African trade ministers agreed Tuesday to support the package at the on-going World Trade Organisation’s ninth Ministerial Conference (MC9), taking place in Bali, Indonesia, in the interest of the developing economies and the global economy at large.
 
 
There are three main items in the package – trade facilitation (to streamline customs procedures and minimise unnecessary border delays, delivering jobs and opportunities in times of unemployment and slow growth); agriculture (which Nigeria and other African countries are really interested in); and development, which applies mainly to Least Developed Countries (LDCs).
 
 
A statement said the ministers agreed, during a meeting of the Economic Community of West African States and a working dinner co-organised by Nigeria, that there should be convergence in Bali after the Doha talks, which have been on for about 12 years.
 
 
The Minister of Industry Trade and Investment, Mr.
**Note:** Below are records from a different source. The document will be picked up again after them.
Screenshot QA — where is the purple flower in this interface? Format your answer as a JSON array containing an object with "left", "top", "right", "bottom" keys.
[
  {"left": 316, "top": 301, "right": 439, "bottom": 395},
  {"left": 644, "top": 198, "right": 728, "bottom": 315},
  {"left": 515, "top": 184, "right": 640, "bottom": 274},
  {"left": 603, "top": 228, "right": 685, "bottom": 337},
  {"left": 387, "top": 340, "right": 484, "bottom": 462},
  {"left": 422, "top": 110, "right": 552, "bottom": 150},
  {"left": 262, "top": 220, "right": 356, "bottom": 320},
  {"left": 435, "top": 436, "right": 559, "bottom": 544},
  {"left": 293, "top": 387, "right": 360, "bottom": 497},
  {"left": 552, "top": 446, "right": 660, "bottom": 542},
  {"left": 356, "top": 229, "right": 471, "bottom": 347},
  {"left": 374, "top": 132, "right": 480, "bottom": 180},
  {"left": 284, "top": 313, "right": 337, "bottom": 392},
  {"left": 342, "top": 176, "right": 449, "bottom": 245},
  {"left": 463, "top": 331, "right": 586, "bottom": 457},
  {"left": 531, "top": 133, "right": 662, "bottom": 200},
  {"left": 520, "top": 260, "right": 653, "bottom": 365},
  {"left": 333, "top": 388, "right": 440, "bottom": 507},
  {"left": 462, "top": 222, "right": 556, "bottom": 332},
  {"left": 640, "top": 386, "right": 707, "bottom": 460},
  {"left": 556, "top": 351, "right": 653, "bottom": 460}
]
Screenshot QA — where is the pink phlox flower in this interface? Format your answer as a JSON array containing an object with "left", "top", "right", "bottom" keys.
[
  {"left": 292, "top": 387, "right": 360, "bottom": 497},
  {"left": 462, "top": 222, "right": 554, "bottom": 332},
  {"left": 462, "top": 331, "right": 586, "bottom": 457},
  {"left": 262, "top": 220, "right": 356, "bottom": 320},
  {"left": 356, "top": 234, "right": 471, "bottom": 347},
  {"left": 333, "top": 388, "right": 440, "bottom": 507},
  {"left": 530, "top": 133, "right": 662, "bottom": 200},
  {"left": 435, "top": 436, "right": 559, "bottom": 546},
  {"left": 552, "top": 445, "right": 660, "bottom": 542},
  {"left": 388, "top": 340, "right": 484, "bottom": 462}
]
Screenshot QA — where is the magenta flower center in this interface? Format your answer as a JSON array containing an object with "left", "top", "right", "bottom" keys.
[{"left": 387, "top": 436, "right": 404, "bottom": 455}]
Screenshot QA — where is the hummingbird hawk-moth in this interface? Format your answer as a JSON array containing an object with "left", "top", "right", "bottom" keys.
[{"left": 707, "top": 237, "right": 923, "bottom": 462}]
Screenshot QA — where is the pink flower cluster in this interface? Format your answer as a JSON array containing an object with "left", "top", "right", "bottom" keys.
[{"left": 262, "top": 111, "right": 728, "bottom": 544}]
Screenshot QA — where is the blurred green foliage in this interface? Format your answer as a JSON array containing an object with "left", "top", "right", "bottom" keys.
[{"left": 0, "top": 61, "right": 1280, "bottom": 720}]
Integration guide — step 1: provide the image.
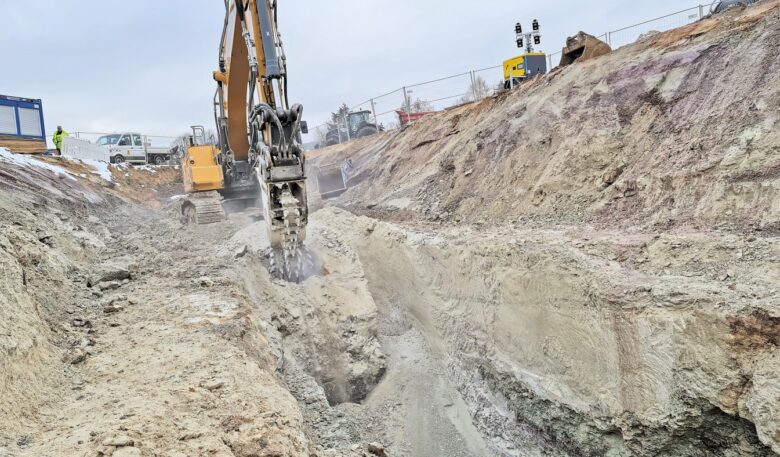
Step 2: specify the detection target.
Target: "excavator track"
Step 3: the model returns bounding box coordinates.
[182,191,226,225]
[267,189,306,282]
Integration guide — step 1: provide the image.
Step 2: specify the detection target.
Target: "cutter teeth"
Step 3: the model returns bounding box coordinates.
[269,189,303,282]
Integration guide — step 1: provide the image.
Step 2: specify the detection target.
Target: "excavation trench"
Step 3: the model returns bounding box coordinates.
[0,157,780,457]
[247,209,773,456]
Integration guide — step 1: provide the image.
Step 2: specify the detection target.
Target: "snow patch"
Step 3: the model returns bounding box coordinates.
[81,159,114,182]
[0,148,76,181]
[135,165,157,173]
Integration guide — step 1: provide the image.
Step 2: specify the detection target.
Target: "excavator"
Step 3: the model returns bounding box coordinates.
[181,0,308,280]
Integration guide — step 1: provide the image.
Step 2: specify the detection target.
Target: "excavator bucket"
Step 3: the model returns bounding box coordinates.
[317,163,347,199]
[561,32,612,67]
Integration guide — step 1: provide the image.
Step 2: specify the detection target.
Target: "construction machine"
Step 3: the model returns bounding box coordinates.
[181,0,308,279]
[325,110,384,146]
[504,19,547,90]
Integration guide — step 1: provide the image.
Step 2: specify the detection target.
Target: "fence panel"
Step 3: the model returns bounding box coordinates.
[602,5,709,49]
[312,5,710,140]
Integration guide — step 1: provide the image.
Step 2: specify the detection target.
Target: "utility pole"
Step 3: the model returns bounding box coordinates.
[371,98,379,128]
[344,113,352,141]
[469,70,479,102]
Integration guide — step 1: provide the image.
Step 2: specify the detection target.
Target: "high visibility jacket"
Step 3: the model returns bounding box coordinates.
[53,130,70,149]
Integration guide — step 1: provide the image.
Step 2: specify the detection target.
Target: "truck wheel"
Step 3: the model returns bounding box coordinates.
[357,125,379,138]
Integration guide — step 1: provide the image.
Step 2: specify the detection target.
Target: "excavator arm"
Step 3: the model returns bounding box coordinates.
[214,0,308,279]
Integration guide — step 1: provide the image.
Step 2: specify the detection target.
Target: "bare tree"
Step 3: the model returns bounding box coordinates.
[458,76,492,103]
[402,98,436,113]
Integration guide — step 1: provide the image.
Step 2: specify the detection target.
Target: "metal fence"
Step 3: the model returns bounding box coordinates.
[311,2,717,142]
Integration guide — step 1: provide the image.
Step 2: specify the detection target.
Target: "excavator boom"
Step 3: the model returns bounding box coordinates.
[185,0,308,280]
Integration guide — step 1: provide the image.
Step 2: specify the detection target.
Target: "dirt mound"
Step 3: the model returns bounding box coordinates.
[313,1,780,235]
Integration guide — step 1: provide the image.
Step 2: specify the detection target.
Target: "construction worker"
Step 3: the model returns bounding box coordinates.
[52,125,69,156]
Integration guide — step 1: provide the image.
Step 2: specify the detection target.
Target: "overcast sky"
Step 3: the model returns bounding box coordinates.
[0,0,696,142]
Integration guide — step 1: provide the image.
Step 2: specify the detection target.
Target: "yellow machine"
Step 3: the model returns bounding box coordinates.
[504,52,547,89]
[182,0,308,279]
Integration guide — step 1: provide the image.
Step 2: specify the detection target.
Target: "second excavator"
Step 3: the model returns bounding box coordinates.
[182,0,308,280]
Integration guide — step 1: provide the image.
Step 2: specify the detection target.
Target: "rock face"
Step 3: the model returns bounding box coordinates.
[309,1,780,457]
[310,0,780,233]
[321,215,780,457]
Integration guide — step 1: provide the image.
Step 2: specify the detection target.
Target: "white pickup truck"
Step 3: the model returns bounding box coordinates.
[62,133,174,165]
[97,132,172,165]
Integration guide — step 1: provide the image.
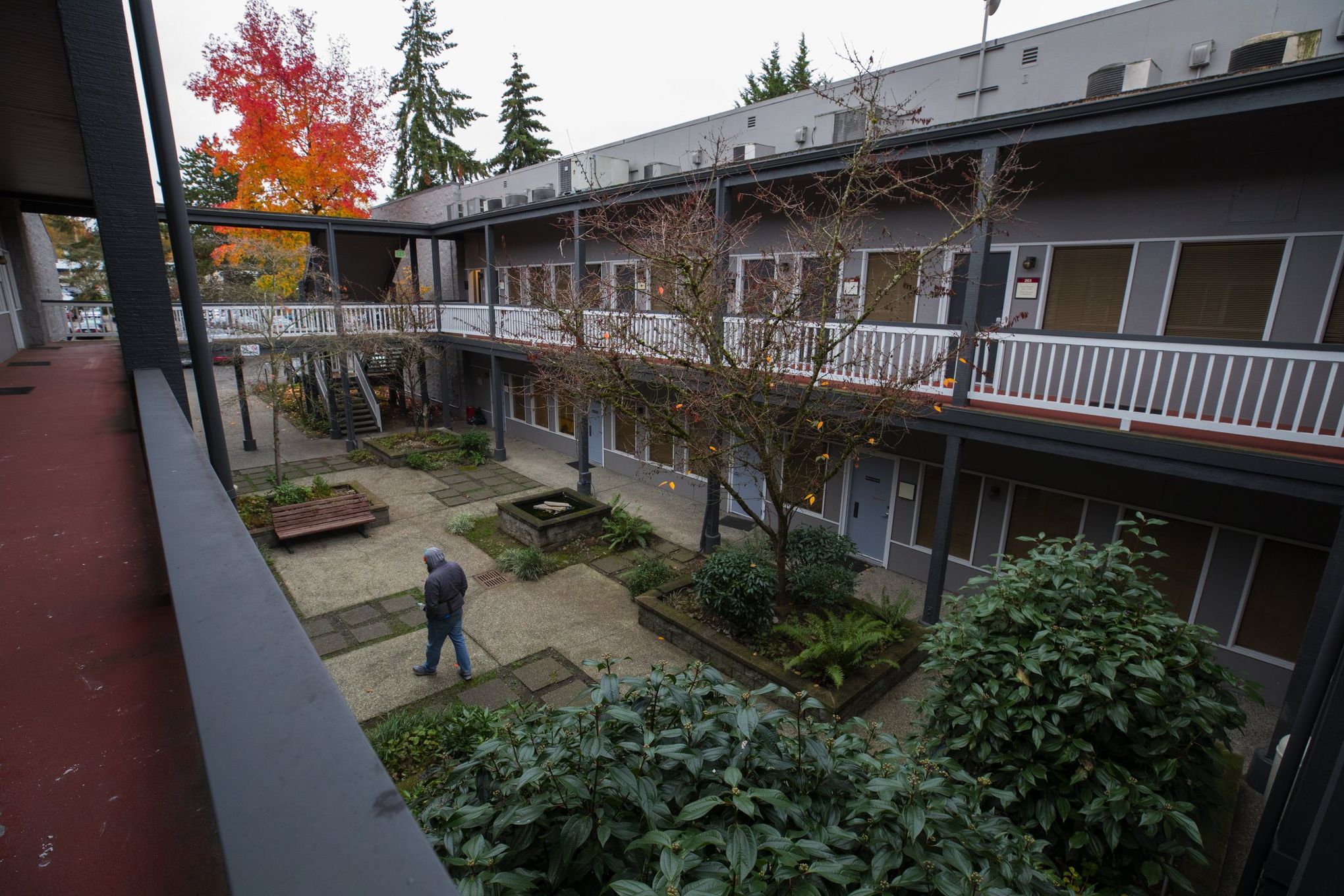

Olusegun Aganga, who spoke with journalists after the dinner, said the consensus among African countries, “bearing in mind that no one gets everything he wants in a package and that people have to compromise, is that Nigeria and other African countries have agreed to support the package as presented in Bali and work towards a deal in the next few days.”
 
 
Aganga said: “At the last ministerial meeting in Geneva. Which I chaired (MC8), one of the conclusions was that the WTO should identify some of the elements of Doha where there was very little disagreement and which would be beneficial to members with a view to delivering a package around those areas. Those areas were areas to do with trade facilitation, which is beneficial to everyone.
 
 
“The second is agriculture, which Nigeria and most African countries are interested in, bearing in mind that agriculture accounts roughly for about 40 per cent of our Gross Domestic Product and employs close to 70 per cent of our population. Under agriculture, the focus is on general services, stockholding for food security purposes and export competition, among others.”
 
 
The minister added: “Under stockholding, some countries heavily subsidise staple foods just to make sure that when prices are high, they are available for poor people in their countries. Where there is surplus production, they can buy them at a particular price, stock hold them and then release them when it becomes necessary. WTO and its members are not opposed to that, but they are more interested in making sure that when such happens, there are mechanisms in place to ensure that the subsidised foods do not get into the global multilateral trading system. They are also looking at the duration etc.
 
 
“The third arm of the package is on development, and this applies mainly to the LDCs. Generally, however, the LDCs are happy with the package. If you look at trade facilitation, for instance, if it goes through and is well implemented, it is worth about $1.3trillion to the global economy per year and that means jobs, it means opportunities. Part of the principle is that if you spend $1 on trade facilitation; you get about $1,500 worth of benefits to the economy.”
 
 
He said the Nigerian delegation would take the package back to Nigeria if all the 159-member countries could reach a consensus in the next few days.
 
Aganga said, in terms of trade facilitation, the benefit would be a reduction in the cost and time of doing business, noting that it would also result in a reduction in the cost and time of exporting or importing products.
“I must say that whether we have a deal or not, I think it is still a good document for us to work on and we intend to implement all the relevant bits because it is still our responsibility to reduce the cost and time of doing business,” he said.